Chapter 15
Hints for Car Owners, etc.
Some of the statements of the agents or importers cannot always be substantiated. The actual power of the engine may be exaggerated, or the incline the car has ascended under favourable circumstances of road and weather is given as showing its hill-climbing powers, but it by no means follows that in bad weather such an incline can he ascended at anything approaching the same speed or with a full load of passengers. These exaggerations do harm to the cause. A man living in a hilly district might buy a car which in dry summer weather would take the hills very well, but in winter the car might fail to climb the hills. The power required to drive a car through muddy soft roads is sometimes two or three times what is required on dry smooth roads. Most cyclists are well aware of this.
The writer thinks that the purchaser of a foreign car should have some definite assurance from the agent that he stocks spare parts. He has known more than once a French car being laid by for a fortnight until spare parts were obtained from Paris. Before buying his car he should ascertain that the agent will send spare parts at once on receipt of letter or telegram. Some agents at one time, and possibly there are some still, who will not send a spare part costing only a few shillings until they receive the cash. Such agents should be avoided. With the French voiturettes the difficulty of repairs on the road must be faced sooner or later.
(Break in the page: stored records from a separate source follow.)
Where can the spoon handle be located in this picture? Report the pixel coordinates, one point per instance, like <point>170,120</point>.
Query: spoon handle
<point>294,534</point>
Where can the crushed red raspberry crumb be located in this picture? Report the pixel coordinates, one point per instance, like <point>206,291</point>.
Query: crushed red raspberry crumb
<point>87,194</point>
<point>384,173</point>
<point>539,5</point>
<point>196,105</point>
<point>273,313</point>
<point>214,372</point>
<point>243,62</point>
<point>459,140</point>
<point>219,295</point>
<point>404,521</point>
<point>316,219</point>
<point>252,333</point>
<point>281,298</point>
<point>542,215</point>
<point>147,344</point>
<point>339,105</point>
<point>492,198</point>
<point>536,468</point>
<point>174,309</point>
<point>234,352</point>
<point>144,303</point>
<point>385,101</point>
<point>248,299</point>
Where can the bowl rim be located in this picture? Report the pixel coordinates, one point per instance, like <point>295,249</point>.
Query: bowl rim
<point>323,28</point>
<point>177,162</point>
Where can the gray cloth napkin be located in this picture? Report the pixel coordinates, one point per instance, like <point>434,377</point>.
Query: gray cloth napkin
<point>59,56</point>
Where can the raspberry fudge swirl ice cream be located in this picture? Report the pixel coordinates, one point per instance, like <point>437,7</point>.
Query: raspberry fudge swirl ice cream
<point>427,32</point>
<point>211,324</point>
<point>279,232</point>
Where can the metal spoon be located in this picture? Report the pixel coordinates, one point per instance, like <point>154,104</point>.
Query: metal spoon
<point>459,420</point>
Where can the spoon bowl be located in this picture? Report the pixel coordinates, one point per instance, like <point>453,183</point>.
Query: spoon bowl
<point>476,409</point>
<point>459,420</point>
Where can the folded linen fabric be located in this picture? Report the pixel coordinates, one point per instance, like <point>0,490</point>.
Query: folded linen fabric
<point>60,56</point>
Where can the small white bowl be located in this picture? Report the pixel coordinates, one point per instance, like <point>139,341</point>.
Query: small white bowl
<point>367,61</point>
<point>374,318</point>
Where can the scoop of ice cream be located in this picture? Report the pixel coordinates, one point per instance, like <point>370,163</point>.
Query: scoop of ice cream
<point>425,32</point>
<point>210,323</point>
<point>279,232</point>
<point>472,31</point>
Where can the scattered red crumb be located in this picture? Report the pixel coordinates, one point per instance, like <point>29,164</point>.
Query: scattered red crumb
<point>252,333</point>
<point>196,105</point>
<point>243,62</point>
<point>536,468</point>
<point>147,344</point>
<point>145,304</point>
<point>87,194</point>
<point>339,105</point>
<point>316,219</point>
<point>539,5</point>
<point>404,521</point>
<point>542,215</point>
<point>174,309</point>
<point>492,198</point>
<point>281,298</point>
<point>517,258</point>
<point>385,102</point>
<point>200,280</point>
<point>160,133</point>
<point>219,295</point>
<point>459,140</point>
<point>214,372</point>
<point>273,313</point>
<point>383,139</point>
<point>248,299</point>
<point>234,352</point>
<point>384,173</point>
As these cars get older the chances are that breakdowns will sometimes take place, especially as some of the cars are often driven as fast as they will go.
The car owner should consider what he should do in case of certain breakdowns, and how temporary repairs can be effected on the road. He should always carry some spare parts, although he may grudge the extra weight and space required, but when a breakdown does happen he will have the satisfaction of not being stranded on the road. A clip or pair of clips to fish a broken spring should always find a place in the toolbox.
The writer thinks that the accessibility of the Benz engine and the absence of spur gear are great advantages. A chain or a belt can easily be replaced, but a couple of teeth stripped from a spur wheel is a serious matter, and cannot be very well mended on the road.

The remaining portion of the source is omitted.